This is Sammy. It was a star-crossed move that I wasn’t around when my family adopted her, otherwise I would’ve pressed to name her Ernest Hemingway II. She’s still a baby at seven months. She has an inexplicable obsession with fuzzy socks, and she fears loud noises but nevertheless chases trucks.
Behold: my top five reasons why having a dog has improved my quality of life, if not added the same amount of years to my life span that living in Russia has shaved off.
1) Energy. As human beings, it is a relatively common phenomenon to mimic the moods or energy levels of those around us (if you’re surrounded by crappy people it’s easier to be in a crappy mood). A baby dog has the most energy of all the living things in the world. She persuades the family to wake up early to take her for a walk, often using loud howls and scratching on doors to cajole us out of bed. Even though we don’t really have a choice, I would argue the crisp morning air and light exercise has only made us feel better. And I even observed my fourteen-year-old brother rise in the wee hours of the morning just to give her a hug. Now that’s magic.
2) Attachment. I miss Sammy the same way I miss by 1.5 year old nephew. Neither are my direct responsibility, but I feel compelled to be around them all the time. Because they make me feel good. I can only smile around them, tend to their needs, and squeeze them until someone says, “okay, that’s enough”. And then everyone laughs and I squeeze some more.
3) Who needs guns in the house when you’ve got a dog who will attack assailants with slobbery kisses and automatically hand them her paw as she begs for a treat? I theorize it could work by motivating them to be happier, better people.
4) The more time she takes up in people’s beds, the less time those people can sleep in their beds. Let’s raise a glass to productivity enforced.

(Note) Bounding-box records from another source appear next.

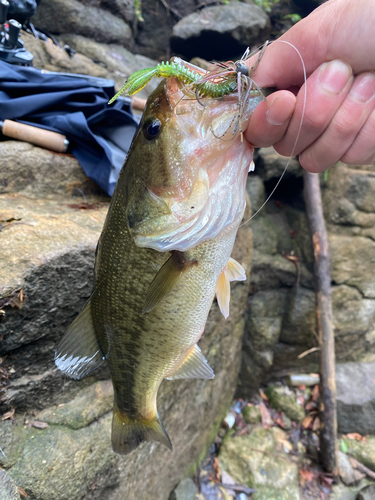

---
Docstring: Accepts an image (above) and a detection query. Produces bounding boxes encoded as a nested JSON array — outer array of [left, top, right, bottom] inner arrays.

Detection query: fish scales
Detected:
[[55, 71, 262, 453]]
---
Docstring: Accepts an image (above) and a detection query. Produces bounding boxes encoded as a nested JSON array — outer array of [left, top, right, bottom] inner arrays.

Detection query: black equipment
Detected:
[[0, 0, 34, 66]]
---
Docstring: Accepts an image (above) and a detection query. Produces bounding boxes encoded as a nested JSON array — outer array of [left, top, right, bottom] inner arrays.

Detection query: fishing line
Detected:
[[240, 40, 307, 227]]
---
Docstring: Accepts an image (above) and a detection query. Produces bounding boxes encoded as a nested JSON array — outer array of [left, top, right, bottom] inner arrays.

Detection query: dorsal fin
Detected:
[[216, 257, 246, 319], [142, 251, 198, 313], [166, 344, 215, 380], [55, 301, 105, 379]]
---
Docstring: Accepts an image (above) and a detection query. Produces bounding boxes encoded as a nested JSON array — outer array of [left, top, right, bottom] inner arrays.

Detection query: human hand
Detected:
[[246, 0, 375, 172]]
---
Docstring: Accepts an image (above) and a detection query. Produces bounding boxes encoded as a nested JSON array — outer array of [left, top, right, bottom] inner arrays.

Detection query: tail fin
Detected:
[[112, 404, 173, 455]]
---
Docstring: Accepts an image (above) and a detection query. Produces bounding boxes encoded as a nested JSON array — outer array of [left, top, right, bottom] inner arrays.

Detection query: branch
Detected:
[[304, 171, 337, 476]]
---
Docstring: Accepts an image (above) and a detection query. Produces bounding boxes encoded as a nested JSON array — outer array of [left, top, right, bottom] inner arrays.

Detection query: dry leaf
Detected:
[[345, 432, 366, 441], [29, 420, 48, 429], [259, 401, 272, 429], [302, 415, 314, 429]]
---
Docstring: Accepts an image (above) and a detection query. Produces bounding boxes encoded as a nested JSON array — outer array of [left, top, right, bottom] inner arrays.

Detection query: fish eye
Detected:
[[236, 62, 249, 76], [142, 118, 161, 141]]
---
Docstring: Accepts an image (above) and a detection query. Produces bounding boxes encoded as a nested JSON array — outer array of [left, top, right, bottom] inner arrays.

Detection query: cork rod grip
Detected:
[[2, 120, 69, 153]]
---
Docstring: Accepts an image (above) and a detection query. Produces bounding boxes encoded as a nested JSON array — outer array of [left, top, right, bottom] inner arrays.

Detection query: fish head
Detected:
[[124, 72, 262, 251]]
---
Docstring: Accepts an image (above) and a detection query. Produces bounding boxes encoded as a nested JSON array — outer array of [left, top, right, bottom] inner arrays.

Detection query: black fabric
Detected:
[[0, 61, 138, 195]]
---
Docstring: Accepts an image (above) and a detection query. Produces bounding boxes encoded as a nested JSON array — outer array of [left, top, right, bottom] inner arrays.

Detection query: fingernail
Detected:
[[266, 97, 293, 125], [349, 73, 375, 102], [318, 59, 352, 94]]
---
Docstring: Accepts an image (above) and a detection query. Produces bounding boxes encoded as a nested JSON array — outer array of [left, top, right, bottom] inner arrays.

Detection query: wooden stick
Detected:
[[304, 171, 337, 477]]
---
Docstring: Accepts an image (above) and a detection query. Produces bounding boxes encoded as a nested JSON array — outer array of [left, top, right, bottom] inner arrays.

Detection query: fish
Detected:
[[55, 61, 263, 454]]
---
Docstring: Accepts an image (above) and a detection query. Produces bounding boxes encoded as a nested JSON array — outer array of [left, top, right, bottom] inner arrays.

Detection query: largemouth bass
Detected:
[[55, 66, 262, 454]]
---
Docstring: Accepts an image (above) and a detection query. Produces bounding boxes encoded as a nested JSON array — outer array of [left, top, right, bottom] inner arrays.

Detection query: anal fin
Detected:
[[166, 344, 215, 380], [216, 257, 246, 319], [55, 301, 105, 379], [142, 251, 198, 313], [112, 404, 173, 455]]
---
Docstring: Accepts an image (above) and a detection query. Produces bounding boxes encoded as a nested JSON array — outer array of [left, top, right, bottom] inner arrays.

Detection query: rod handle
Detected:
[[2, 120, 69, 153]]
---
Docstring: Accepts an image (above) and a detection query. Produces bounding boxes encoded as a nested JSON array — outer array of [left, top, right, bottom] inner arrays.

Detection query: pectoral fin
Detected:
[[142, 252, 198, 313], [216, 257, 246, 319], [166, 344, 215, 380], [55, 302, 105, 379]]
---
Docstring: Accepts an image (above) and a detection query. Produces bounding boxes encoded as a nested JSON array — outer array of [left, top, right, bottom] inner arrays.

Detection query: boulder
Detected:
[[135, 0, 197, 61], [61, 35, 161, 98], [33, 0, 134, 49], [219, 427, 300, 500], [171, 2, 270, 60], [330, 479, 369, 500], [22, 33, 160, 98], [266, 385, 305, 422], [169, 477, 198, 500], [356, 484, 375, 500], [341, 436, 375, 471], [336, 362, 375, 435], [0, 141, 251, 500], [238, 158, 375, 397], [257, 147, 303, 181]]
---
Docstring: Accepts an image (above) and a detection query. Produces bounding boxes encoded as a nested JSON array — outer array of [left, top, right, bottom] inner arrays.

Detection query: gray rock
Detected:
[[337, 451, 363, 486], [60, 35, 160, 98], [0, 419, 26, 469], [136, 0, 198, 60], [280, 287, 317, 347], [38, 380, 113, 429], [242, 403, 261, 425], [0, 141, 104, 202], [329, 234, 375, 299], [0, 469, 21, 500], [0, 145, 251, 500], [169, 477, 198, 500], [238, 290, 286, 397], [332, 285, 375, 362], [341, 436, 375, 471], [336, 363, 375, 435], [266, 385, 305, 422], [219, 427, 300, 500], [171, 2, 270, 59], [330, 479, 369, 500], [356, 484, 375, 500], [33, 0, 134, 49]]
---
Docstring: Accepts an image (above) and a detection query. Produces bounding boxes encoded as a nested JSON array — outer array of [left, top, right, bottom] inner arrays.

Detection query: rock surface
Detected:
[[169, 477, 198, 500], [0, 469, 21, 500], [33, 0, 134, 49], [341, 436, 375, 471], [171, 2, 270, 60], [356, 484, 375, 500], [336, 363, 375, 435], [238, 154, 375, 396], [0, 142, 251, 500], [219, 427, 300, 500], [22, 33, 159, 98], [266, 385, 305, 422]]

5) And the most obvious reason: people come and go in life, and so do dogs given their tragically short life span. But you can best believe that average of thirteen years (much longer than the average relationship) will be filled with nothing but unconditional love, an inherent lack of all things stupid (passive aggressiveness, selfishness, grudges, egos, insecurities, stunted maturity, sexism and any other kind of “-ism”, cruelty, arrogance, etc.);a relationship where your dog will want nothing more than food, water, a place to poop, to be petted, to be hugged, your warmth, and, more occasionally than I’d like to admit, your bed; as perfect as a connection to another living being can get. In short, they’ll want nothing more of you or from you than you, and you’ll want nothing more from them but them, and that, that is why dogs are the best things in the entire world.